… Uppsala. Sweden, Day 24

After the trip to Stockholm, it was not so hard to sleep until almost 8am. Apart from sleeping as long as possible, the plan for today was to clean my room and do the laundry. At the end of the day none of them was done.

I was about to use another washing machine than previously and I could not start it, desperately searching for an on/off button. When I failed to do so, I moved all my laundry into the other one but I did not manage to start the washing again. Trying to turn the light on unsuccessfully, I concluded there was an electricity problem in the basement and picked up my dirty stuff, a minor problem being that some of my clothing was wet with the content of a washing gel capsule. For this reason, I could not avoid a bit of hand washing.

The cleaning part of the plan failed for a much simpler reason: my laziness to do so.

I took it easy once again and for my lunch I just warmed up a precooked portion of ravioli in tomato sauce in a microwave. Unfortunately it turned out to be not the best meal in my life, I would put very low on the “list of edibility”. Since the can was quite a big one and the rest of it is on my Wednesday menu, I better start thinking of a way of improving its content at least a little bit.

Realizing what a nice weather the city of Uppsala got today, I went downtown to continue my weekend of “Swedish essentials”. Today it was time to visit the garden of Carl von Linné, located not far from Uppsala Library. The garden can be visited for free daily between 5pm-8pm. I was really excited about the worm weather, so I went out much earlier. I spent the time enjoying sun at two very nice locations.

The first “relaxation stop” was little wooden chairs next to the Uppsala Central Station. It was nicely warm and sunny there, and it was also some fun to watch other people.

Central Station Relax

After few minutes of walking I reached even nicer location, Svandammen, meaning “swan pond”. Indeed, there was a pond with a small island in the middle, however not a single swan. The place was completely under the control of seagulls, ducks and jackdaws. As a result of that, there were lots of people feeding people and it was also surprisingly hard to find an unshitty spot to sit down. Once seated, it was really hard then to stand up and keep going.

DSC_0228

Nevertheless, I made it to the Linnaeus Garden at the end. Founded in 1655 by Olof Rudbeck the Elder, it was the first botanical garden in Sweden. It was originally laid in a French style and restored in 1745 following plans of Linné. Since then Linné, who also lived there with his family, maintained the garden. In the garden there were not only plenty of flowerbeds, but also orangery to keep cold-sensitive plants there, a little greenhouse for succulents, a little pond, a patch of ferns and a heated house to make seeds germinate better. Everything seemed to be very well organized. The center of the garden was bounded by trees to protect plants from cold winds. The very first tree (a poplar) Linné planted there fell down in a storm in early 1900’s, however quite old trees can be still found there: elms from the first half of 19th century being the oldest ones. In total, 1300 plant species all known to be cultivated by Linné are grown there, arranged in regard to his sexual system.

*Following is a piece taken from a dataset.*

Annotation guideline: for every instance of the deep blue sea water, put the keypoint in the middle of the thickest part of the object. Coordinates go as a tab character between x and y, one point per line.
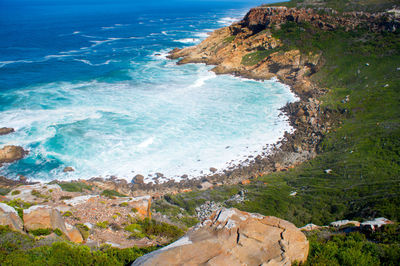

“Horti Upsalensis Prospectus”, a very detailed plan of botanical garden and its flowerbeds:

Horti Upsalensis Prospectus

House of Carl von Linné, where he lived from 1743 till his death in 1778. The house is located right next to the botanical garden:

House of Carl von Linné Orangery, where Linné grew plants originating from places with much warmer climate:

Orangery

So called Vaporarium, or also Forcing Frame, was used by Linné to make seeds germinate faster. To do so, the finest humus was used and the two meters high house was heated both by sun, and by horse-dung with tanner’s bark below the building:

Forcing Frame

At the end of the day, there was one duty I could not avoid: cooking my lunch for Monday. Having an opened can of tomatoes and few slices of ham, most likely at the very end of their “still edible stage”, I did not expect much.